Tampoco habrá este año desfase alcohólico, menores desautorizados, tortura salvaje en forma de toro de fuego, en Amposta. Se pongan como se pongan sus ultras, que incluso han hecho camisetas reivindicativas, la repugnante cúpula del trueno que cada año se instalaba al pie de la arrocera, no sucederá. Y así será con muchas de las fiestas y festejos, patronales les llaman, tengan o no tengan encierros, corridas, gansos o caballos. Pero, ¿y a partir de septiembre?

Tenemos el caso del Antzar Eguna, o Día de los Gansos, en Lekeitio. Aparentemente, se va a celebrar, a pesar de no figurar en las informaciones de turismo y de estar al borde de las limitaciones impuestas por el Estado y las autonomías. Más por una cuestión de aglomeraciones, que por sensibilidad hacia los cadáveres de gansos despiezados a tirones por las cuadrillas participantes en este anciano ritual, que ha tenido que transformarse varias veces (de animales vivos a animales sedados y a los gansos muertos actuales). De hecho, han incorporado en varias ocasiones el uso de réplicas artificiales de los gansos, y cuando estuvimos rodando para Santa Fiesta en 2015, desde el punto de vista del desafío de pericia y aguante, el no–animal daba más juego, porque los participantes se agarraban mejor y tenían varios vuelos emocionantes… ¿Lo harán en 2021 sólo con un postizo? Ojalá que ni siquiera tenga forma de ganso…

Según vaya quedando atrás el miedo al contagio, vestidos tal vez de una falsa inmunidad, asomará las orejas la bestia más fiera de este querido planeta nuestro: el humano cruel. Intentará abrir plazas, calles, subirse al burro del Peropalo, a los caballos ahumados y asfixiados de Las Luminarias, a los toros de San Marcos… Pero todos y cada uno de esos festejos pueden evolucionar, como la más sincera y sentida consecuencia a la muerte y el aviso letal que un fortísimo virus aporreó a nuestra especie, confundida siempre de intocabilidad y supremacía. El bous a la mar puede ser un correcalles de empujones al puerto; el Peropalo puede hacerse con un invento mecánico; y Las Luminarias pueden ser elevadas a unos audaces saltos de paisanos y visitantes sobre las mismas hogueras (con precaución y sin malos deseos, lo digo de corazón). Necesitamos bailar, cantar, abrazarnos, besarnos, beber a saltos y celebrar más que nunca esa vida que tuvimos pendiente de un hilo, y que a algunos se les rompió con quien menos esperábamos. Que no vuelva la crueldad, que renazca la fiesta.

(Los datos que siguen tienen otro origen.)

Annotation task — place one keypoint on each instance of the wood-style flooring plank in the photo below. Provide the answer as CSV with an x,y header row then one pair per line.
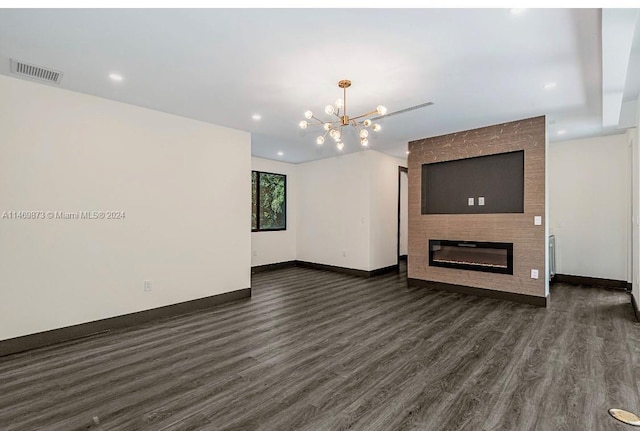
x,y
314,350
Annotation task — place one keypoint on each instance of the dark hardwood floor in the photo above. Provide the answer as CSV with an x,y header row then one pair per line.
x,y
315,350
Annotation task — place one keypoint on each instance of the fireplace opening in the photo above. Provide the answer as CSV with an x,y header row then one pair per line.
x,y
472,255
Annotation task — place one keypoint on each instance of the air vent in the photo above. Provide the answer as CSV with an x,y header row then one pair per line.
x,y
35,72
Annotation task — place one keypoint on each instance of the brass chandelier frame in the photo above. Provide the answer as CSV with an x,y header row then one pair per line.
x,y
334,128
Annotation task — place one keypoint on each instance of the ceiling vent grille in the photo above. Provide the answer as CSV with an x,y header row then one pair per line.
x,y
35,72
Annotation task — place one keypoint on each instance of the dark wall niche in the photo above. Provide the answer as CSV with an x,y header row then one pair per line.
x,y
498,178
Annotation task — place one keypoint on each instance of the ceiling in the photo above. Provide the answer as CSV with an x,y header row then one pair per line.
x,y
478,66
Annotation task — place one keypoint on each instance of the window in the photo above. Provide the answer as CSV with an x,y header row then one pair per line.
x,y
268,201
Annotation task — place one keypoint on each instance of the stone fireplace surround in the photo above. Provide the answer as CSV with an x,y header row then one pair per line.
x,y
528,240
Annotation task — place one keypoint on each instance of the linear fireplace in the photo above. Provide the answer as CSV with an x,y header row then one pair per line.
x,y
472,255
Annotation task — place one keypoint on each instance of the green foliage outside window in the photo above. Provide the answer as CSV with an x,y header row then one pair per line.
x,y
268,201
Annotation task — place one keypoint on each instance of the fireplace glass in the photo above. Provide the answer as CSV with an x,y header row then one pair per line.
x,y
472,255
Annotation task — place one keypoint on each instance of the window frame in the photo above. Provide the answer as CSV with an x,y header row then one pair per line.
x,y
257,228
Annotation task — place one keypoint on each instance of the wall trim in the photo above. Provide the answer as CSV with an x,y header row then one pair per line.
x,y
273,266
348,271
539,301
324,267
634,304
82,330
591,281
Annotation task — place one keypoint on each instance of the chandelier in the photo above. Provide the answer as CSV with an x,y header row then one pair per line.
x,y
335,127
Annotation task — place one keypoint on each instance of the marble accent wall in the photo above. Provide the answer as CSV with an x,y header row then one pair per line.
x,y
528,239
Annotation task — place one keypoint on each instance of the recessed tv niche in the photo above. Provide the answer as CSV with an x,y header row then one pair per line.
x,y
477,185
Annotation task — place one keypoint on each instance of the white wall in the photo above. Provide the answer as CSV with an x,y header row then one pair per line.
x,y
634,136
383,171
277,246
333,217
183,185
349,210
589,206
404,214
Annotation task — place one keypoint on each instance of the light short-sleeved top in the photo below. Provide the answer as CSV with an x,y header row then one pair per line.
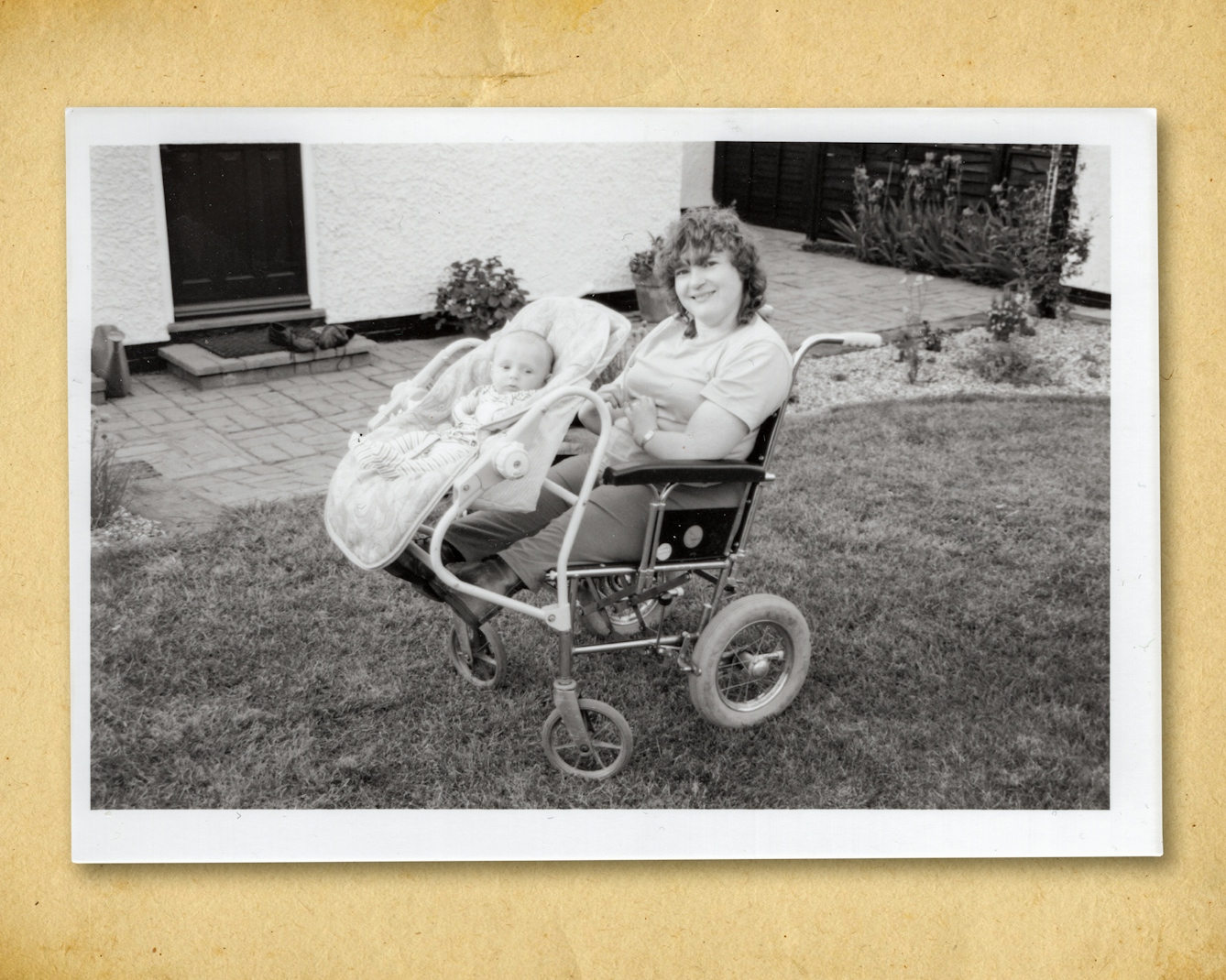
x,y
747,373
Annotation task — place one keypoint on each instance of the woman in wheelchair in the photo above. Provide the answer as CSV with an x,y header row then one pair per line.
x,y
697,387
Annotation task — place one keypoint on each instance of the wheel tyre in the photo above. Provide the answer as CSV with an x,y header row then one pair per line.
x,y
755,632
609,732
485,667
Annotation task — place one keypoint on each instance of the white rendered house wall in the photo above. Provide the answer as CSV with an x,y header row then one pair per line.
x,y
390,218
130,268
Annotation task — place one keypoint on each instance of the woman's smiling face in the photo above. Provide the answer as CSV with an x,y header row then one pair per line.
x,y
710,288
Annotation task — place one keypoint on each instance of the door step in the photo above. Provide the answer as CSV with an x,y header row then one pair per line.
x,y
206,370
246,320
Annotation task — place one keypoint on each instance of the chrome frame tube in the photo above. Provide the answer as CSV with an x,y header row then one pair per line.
x,y
672,642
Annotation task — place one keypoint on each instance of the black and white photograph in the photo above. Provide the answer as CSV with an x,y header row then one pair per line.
x,y
553,484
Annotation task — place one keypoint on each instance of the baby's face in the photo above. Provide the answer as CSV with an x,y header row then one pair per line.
x,y
520,364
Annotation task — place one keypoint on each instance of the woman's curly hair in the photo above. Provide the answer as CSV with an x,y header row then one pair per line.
x,y
697,233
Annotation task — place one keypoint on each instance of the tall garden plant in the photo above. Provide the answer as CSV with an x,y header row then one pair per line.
x,y
1009,240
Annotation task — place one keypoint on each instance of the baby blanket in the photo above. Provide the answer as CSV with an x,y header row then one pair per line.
x,y
373,518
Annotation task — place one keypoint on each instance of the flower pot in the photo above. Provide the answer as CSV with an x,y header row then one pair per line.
x,y
653,301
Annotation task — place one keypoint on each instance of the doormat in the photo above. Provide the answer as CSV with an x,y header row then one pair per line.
x,y
239,343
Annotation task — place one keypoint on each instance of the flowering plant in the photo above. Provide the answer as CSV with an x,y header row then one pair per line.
x,y
482,296
642,265
1008,316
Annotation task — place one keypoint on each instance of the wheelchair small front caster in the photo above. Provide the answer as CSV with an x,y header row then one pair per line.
x,y
478,657
602,750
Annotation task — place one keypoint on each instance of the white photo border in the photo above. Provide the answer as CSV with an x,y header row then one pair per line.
x,y
1131,827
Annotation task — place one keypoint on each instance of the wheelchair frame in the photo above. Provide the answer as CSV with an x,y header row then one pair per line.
x,y
587,737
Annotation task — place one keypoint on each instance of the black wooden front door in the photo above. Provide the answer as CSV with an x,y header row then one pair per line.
x,y
235,222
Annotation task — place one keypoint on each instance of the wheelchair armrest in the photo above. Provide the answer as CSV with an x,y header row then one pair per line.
x,y
684,471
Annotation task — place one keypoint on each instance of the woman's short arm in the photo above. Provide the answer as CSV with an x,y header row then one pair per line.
x,y
713,432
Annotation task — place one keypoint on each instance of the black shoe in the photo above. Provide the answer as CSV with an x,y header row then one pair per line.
x,y
494,574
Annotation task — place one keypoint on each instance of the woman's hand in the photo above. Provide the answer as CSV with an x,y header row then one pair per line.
x,y
641,413
713,432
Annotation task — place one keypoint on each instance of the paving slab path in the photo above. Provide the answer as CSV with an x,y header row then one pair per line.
x,y
279,439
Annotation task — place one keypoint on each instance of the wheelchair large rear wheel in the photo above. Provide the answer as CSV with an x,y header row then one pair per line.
x,y
750,661
609,735
482,659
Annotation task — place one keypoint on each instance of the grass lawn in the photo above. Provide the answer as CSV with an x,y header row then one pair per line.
x,y
950,556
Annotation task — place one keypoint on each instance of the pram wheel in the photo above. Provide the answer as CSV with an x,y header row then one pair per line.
x,y
478,658
610,741
750,661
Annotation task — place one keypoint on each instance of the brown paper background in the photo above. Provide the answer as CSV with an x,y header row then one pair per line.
x,y
944,919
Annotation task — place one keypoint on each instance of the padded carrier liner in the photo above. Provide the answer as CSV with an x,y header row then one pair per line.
x,y
372,518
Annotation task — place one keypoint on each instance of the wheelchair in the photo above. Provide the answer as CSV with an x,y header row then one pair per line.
x,y
746,658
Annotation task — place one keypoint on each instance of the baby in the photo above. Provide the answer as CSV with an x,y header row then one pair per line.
x,y
521,365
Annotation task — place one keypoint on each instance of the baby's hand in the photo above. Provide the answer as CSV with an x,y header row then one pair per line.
x,y
380,457
612,395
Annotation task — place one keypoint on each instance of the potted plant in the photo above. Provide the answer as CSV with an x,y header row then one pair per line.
x,y
481,296
655,301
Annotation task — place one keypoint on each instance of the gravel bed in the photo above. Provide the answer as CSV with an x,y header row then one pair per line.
x,y
1076,354
124,527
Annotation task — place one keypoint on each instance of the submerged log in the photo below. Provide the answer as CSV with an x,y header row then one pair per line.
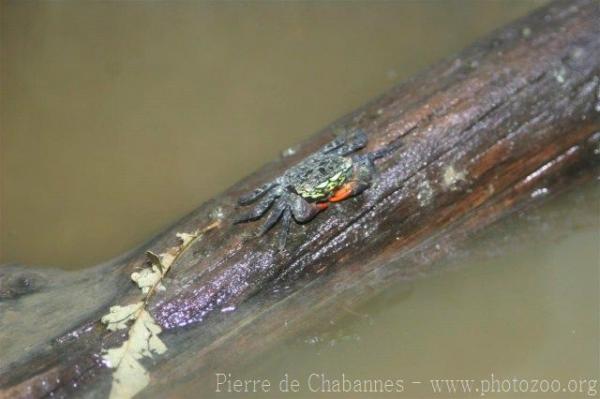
x,y
505,123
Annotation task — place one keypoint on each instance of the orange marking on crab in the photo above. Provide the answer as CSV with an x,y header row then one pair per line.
x,y
322,205
342,193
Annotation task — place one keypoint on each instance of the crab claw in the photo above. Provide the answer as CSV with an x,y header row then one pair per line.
x,y
342,193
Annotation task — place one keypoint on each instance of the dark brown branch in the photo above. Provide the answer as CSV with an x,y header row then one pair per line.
x,y
499,126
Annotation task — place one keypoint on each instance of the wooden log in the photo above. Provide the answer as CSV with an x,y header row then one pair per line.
x,y
507,122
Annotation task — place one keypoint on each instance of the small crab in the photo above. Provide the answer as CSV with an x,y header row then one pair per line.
x,y
332,174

Si es verano, España se viste de fiesta patronal. Y donde hay procesiones, misa y bendición, acto seguido llegan los toros y todo tipo de torturas públicas para los animales. En el año 2020 la pandemia nos disfrazó de civilización, sin corridas, apenas encierros y casi todas las fiestas patronales crueles canceladas. En este 2021, con la vacunación en modo masivo, la gran mayoría de los festejos sangrientos –como San Fermín– han parado. Pero muchos siguen agazapados hasta el último momento.

Huele a vacaciones –que muchos no tendrán más allá de su barrio– y hemos empezado a correr para intentar tener un verano normal. Tras la locura por los bares, ahora queremos turistas y turistas como sea, y sobre todo de fuera. Por otro lado, algunos festivales musicales han vuelto a caer por segundo verano consecutivo, a pesar de los intentos de convertirse y reprogramarse. Sin embargo, la presión de la ganadería de festejos y la complicidad dicharachera de algunos políticos han consentido ya la celebración de corridas, incluso encierros. La barra libre del asterisco legislativo, la excepción oportunista y el discurso populista se han desatado. Merece la pena recordar, por un instante, que escribo desde Madrid. Así que no tengo mucho más que añadir.